The cysticercosis is a neglected zoonotic infection caused by T. solium parasite. It is one of the WHO's lists of most neglected tropical diseases and the most prevalent human tapeworm. We have applied different bioinformatics approaches to identify and annotate all the predicted ES proteins encoded in the T. solium genome. To the best of our knowledge, the present study is the most comprehensive in silico collection of the T. solium secretome and it represented the 6.5% of the total proteins encoded in their genome. This proportion of ES proteins is in agreement with secretomes previously reported for other species2,26. The ES proteins can circulate in the extracellular space of an organism making them attractive as targets for novel therapeutics, because they may be more accessible to drugs than other proteins. Our T. solium secretome provides a rich source of potential drug targets, vaccine candidates or diagnostic proteins for developing new treatment and diagnostics strategies. In addition, our study contributes to increase the knowledge of the molecular mechanisms of host-parasite interaction. As well as to identify novel proteins with immunomodulatory properties that could be used as targets to control inflammatory processes of non-infectious diseases.
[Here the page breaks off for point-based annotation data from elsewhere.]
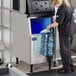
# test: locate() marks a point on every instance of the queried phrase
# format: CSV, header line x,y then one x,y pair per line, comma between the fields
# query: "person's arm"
x,y
54,24
59,19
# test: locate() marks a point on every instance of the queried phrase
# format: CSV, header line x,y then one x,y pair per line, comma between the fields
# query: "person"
x,y
65,22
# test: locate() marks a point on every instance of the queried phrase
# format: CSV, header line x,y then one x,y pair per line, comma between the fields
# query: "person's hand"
x,y
48,27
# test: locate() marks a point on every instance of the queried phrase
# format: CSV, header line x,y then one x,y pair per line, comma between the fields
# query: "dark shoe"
x,y
64,71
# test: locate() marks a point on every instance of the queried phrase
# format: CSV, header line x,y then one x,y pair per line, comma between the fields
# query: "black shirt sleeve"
x,y
60,16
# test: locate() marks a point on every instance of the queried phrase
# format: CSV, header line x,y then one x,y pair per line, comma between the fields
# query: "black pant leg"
x,y
66,52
Functional information of the T. solium secretome was obtained through the analysis of Gene Ontology (GO) annotations of the 838 ES proteins. The top 10 GO term enrichment showed a statistical overrepresentation in the ES proteins of biological activities that are strongly related to the typical functions of secreted proteins (Figure 3). The GO terms related to extracellular matrix, endoplasmic reticulum lumen and anchored to membrane showed a significant enrichment in the Cellular Component category. The secretome of an organism includes all proteins secreted by the cell including those of the extracellular matrix, proteins shed from the cell membrane and vesicle proteins like microsomal vesicles1,49,50. The GO term enrichment related to the endoplasmic reticulum lumen suggests that, even with a correctly predicted signal peptide, some proteins can be resident of the endoplasmic reticulum. The top 10 GO term enrichment of Biological Process and Molecular Function showed a statistical overrepresentation in the ES proteins of peptidase activities, extracellular organization and cell adhesion terms. Proteins with peptidase domains have been previously reported to be involved in virulence activity in several helminth species51. Several ES proteins were predicted to be involved in antigen processing and presentation pathway. Interestingly, there is evidence that secreted glycoantigens by cysticerci can modulate the host inflammatory response through the activation of dendritic cells in the experimental murine cysticercosis caused by T. crassiceps52. However, the relevance of ES proteins on the modulation of host-parasite relationships has not been studied in human cysticercosis. Although, it is well known that helminth ES proteins can modulate the host immune system during the infection for parasite survival13,14,15.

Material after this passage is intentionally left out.